Birth control is undoubtedly a victory for women empowerment but seems too often to be handed out like tic-tacs whenever hormonal issues arise, whether or not the goal is to avoid pregnancy (what it was actually designed for).
How contraceptive pill works
The contraceptive pill contains synthetic hormones that block ovulation and thicken your cervical mucus so that sperm have a reduced chance of meeting up with a fertilised egg. They also suppress your own hormones form being secreted hence stopping your own body’s cycle and synchronicity. Is it always a good idea? That depends on the situation but I really wish women were better informed of the “side effects” or consequences of taking the pill, especially long term.
7 Reasons to avoid the birth control pill
- The pill may make PMS worse rather than better with the exception of pills containing drosperinone, a synthetic progestin. Those however are also linked to greater risk of blood clots.
- It dramatically decreases your testosterone levels, which may lead to decreased libido, vaginal dryness, and painful intercourse. Studies show that free (or biologically available) testosterone levels drop on average by 61 percent in women taking the pill. The testosterone reduction is the reason the pill can reduce acne and excess hair (hirsutism), but if testosterone drops too low you can get other symptoms. In fact, roughly 25 percent of women taking the contraceptive pill experience decreased lubrication, vaginal dryness, and lack of arousal. In addition, many women don’t realise those problems are a side effect of the pill so they often don’t seek help. The other thing to keep in mind it that even after stopping the pill, things may not necessarily go back to normal. In fact, up to one year later, your hormone levels may still be out of whack (Panzer, C., et al. “Impact of oral contraceptives on sex hormone‐binding globulin and androgen levels: A retrospective study in women with sexual dysfunction.” The Journal of Sexual Medicine 3, no. 1 (2006): 104-113.).
- Taking the pill can lead to a decrease in certain nutrients in the body. The contraceptive pill has been shown to lower levels of several nutrients, including vitamins B1, B2, B5, B6, B9 (folate), B12, vitamins C and E, copper, magnesium, selenium, and zinc. This means that you may need to replenish these micronutrients to keep your neuroendocrine system and body working well.
- The pill is linked to a greater risk of clotting (deep vein thrombosis and pulmonary embolus) of up to threefold (greater if drosperinone used).
- The contraceptive pill can lower your thyroid hormones. It does so by increasing thyroglobulin, a protein that binds thyroid hormone.
- Delayed conception. A number of women stopping the pill in order to conceive may find that the return to normal ovulation does not happen or at the very least is delayed. It is worth noting that other forms of contraception such as the copper IUD, have no delay in fertility.

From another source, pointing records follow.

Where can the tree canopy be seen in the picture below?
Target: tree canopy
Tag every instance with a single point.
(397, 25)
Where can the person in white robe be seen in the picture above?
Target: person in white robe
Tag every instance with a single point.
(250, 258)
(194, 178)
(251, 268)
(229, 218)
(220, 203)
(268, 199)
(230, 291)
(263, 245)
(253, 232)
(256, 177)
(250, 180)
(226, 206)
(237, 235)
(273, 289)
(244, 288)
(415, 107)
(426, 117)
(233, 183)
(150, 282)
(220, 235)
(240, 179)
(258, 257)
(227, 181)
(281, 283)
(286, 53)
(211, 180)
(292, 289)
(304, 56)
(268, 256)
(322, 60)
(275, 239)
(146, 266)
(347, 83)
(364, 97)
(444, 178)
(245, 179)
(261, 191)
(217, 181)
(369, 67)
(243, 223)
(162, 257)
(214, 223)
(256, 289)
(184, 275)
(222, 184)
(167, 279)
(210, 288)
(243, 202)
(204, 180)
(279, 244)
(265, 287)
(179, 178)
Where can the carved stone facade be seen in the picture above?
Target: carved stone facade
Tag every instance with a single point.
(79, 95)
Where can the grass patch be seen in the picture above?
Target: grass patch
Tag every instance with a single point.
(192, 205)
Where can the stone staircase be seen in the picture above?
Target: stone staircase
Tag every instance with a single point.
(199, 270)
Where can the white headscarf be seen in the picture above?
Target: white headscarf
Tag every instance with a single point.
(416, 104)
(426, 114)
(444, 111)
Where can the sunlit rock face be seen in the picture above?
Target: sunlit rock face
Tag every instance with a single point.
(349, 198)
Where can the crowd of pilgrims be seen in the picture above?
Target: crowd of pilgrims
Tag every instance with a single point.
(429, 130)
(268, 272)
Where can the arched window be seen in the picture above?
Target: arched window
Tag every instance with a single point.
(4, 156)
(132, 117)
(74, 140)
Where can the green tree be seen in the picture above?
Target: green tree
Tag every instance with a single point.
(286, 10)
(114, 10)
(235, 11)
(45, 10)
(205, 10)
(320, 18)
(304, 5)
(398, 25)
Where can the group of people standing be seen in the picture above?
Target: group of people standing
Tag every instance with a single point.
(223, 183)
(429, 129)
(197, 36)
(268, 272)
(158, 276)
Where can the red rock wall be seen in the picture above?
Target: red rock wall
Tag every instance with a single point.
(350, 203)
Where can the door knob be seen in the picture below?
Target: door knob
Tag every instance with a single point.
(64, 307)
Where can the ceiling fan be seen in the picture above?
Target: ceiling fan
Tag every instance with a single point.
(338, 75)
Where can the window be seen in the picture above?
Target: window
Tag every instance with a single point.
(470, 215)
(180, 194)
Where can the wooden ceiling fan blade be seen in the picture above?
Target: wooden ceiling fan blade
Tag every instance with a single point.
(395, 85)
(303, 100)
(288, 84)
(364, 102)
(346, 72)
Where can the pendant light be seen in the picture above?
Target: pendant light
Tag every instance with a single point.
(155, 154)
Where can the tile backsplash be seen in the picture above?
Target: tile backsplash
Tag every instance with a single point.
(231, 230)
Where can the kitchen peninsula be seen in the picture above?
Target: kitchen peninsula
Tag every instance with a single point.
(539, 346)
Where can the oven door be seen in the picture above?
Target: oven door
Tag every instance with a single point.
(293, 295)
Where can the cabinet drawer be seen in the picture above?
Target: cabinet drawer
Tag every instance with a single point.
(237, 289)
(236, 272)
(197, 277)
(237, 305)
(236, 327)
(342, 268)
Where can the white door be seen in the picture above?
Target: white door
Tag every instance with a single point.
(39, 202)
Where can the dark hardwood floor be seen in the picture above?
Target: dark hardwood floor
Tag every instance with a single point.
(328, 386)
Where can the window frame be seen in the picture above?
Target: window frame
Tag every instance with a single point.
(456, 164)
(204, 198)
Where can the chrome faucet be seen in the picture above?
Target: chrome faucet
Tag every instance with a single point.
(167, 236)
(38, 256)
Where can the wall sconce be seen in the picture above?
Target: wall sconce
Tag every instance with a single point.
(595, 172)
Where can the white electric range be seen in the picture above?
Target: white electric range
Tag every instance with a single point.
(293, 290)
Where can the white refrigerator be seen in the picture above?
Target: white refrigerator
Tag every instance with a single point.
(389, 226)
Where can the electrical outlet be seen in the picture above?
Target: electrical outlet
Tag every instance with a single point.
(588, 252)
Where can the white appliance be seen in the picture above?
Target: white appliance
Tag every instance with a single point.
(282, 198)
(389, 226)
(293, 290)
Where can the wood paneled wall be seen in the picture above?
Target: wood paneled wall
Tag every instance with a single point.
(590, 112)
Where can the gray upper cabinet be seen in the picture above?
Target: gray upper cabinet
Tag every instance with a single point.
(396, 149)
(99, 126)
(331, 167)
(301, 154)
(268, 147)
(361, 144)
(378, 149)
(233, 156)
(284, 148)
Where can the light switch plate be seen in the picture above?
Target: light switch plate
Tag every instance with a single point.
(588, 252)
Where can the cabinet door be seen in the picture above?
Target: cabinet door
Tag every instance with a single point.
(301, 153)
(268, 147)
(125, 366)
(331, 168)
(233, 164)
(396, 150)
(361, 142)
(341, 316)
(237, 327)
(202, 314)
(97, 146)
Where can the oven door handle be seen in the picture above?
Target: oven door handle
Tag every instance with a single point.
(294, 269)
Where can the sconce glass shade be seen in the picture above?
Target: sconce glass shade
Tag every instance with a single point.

- May cause weight gain, bloating, and fluid retention.
If you choose to stay on the pill
For some women, non-hormonal forms of contraception like the copper intrauterine device (IUD), cervical caps, diaphragms, and condoms are not always possible, affordable, or appropriately effective. For those the pill is the easiest or most convenient choice. It is then important to add in foods rich in the vitamins and minerals that tend to decrease when on the pill, and consider taking a vitamin B complex as well.
Help coming off the pill
If you are concerned about mentrual symptoms (PMS, period pain, headaches, heavy bleeding) as you come off the pill, or an irregular cycle, acupuncture Chinese medicine can be a great help to rebalance your hormones. By far the kindest method to your body is the barrier method, or at least non hormonal contraception. If your cycle is regular you could also consider charting as it also provides the opportunity to understand and pay attention to each phase of the month, which may prove invaluable if you are planning on getting pregnant in the future.